White Reaper Keeps It Cheap Trick Styled Loud & Colorful ‘Asking For a Ride’ (ALBUM REVIEW)

Take a random handful of both early 80’s hard rock and power pop, toss that in a blender, garnish with a slice of Blink-182 and the resulting cocktail would be called White Reaper. Their newest album, Asking for a Ride, continues the outfit’s love of bygone radio days dominated by big, guitar-driven rock sounds.

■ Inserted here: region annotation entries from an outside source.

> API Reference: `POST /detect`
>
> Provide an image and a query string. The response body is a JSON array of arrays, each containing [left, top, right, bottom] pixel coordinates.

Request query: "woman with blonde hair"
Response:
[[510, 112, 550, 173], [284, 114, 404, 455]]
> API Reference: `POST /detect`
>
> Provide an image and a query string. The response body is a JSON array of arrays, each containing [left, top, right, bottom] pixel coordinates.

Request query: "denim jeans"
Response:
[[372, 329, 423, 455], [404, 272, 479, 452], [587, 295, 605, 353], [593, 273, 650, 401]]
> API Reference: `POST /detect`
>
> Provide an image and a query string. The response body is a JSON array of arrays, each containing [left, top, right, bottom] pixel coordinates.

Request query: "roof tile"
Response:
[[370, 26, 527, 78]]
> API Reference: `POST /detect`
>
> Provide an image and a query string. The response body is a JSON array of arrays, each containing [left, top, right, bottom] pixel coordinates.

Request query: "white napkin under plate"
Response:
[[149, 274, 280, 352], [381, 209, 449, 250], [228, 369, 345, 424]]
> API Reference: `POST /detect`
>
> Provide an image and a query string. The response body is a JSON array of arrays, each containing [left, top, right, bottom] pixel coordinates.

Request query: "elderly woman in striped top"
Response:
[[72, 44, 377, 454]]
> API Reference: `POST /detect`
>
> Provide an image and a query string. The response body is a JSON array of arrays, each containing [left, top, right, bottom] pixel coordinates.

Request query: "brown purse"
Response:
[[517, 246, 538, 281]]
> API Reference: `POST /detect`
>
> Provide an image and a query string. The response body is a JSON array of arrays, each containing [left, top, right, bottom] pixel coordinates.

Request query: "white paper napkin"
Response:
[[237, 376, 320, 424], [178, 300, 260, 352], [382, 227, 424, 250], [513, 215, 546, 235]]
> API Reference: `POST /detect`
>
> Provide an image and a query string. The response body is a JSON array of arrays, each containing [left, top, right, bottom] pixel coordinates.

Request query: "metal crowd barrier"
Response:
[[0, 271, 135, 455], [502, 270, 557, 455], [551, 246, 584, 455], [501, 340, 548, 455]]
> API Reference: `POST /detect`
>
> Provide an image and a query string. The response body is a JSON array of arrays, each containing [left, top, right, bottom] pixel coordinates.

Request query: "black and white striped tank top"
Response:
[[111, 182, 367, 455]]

The Louisville, Kentucky-based quartet (Tony Esposito – guitar, vocals Ryan Hater – keyboard Hunter Thompson – guitar Nick Wilkerson – drums, percussion Sam Wilkerson – bass) started recording the follow-up to their major label debut (2019’s You Deserve Love) in Seattle, but things never clicked, so they decamped to Nashville and Battle Tapes Studio with engineer Jeremy Ferguson, self-producing Asking for a Ride

The resulting ten tracks run the gamut of the group’s influences and while all of them lay right on the surface, that is part of the fun. The opening title track slams the heaviest on the whole record as the punk metal aggression recalls the best parts of Metallica collaged into a blistering blast. “Bozo” stays in this vein with snotty vocals as does the more power pop-influenced “Pink Slips” which contains the White Reaper’s most insightful lyrics to date, regarding a lost generation, growing up slowly.

Another highlight offering is “Fog Machine” which cruises out of the gate with Van Halen-like riffs, gleefully deploying hammer-ons and guitar harmonies, relishing the synths and a pop metal feel in a KISS vein for mass accessibility. 

The Thin Lizzy meets Motorhead chaos of “Funny Farm” is a gas, as is the group’s dip into New Wave sprinkled with Cheap Trick-like power pop during “Getting into Trouble w/ the Boss”. White Reaper’s playful spirit takes a darker twist with the less successful ‘50’s inspired pop-punk of “Crawlspace” but it is tracks like the anthemic ‘80 soundtrack-ready “Heaven or Not” and arena rock closing “Pages” where the group shines brightest. 

In an era of stripping down sounds in all genres, White Reaper injects the outrageous, over-the-top rock back in. While nothing on Asking for a Ride is unique, White Reaper continues to happily repurpose the sounds of their heroes.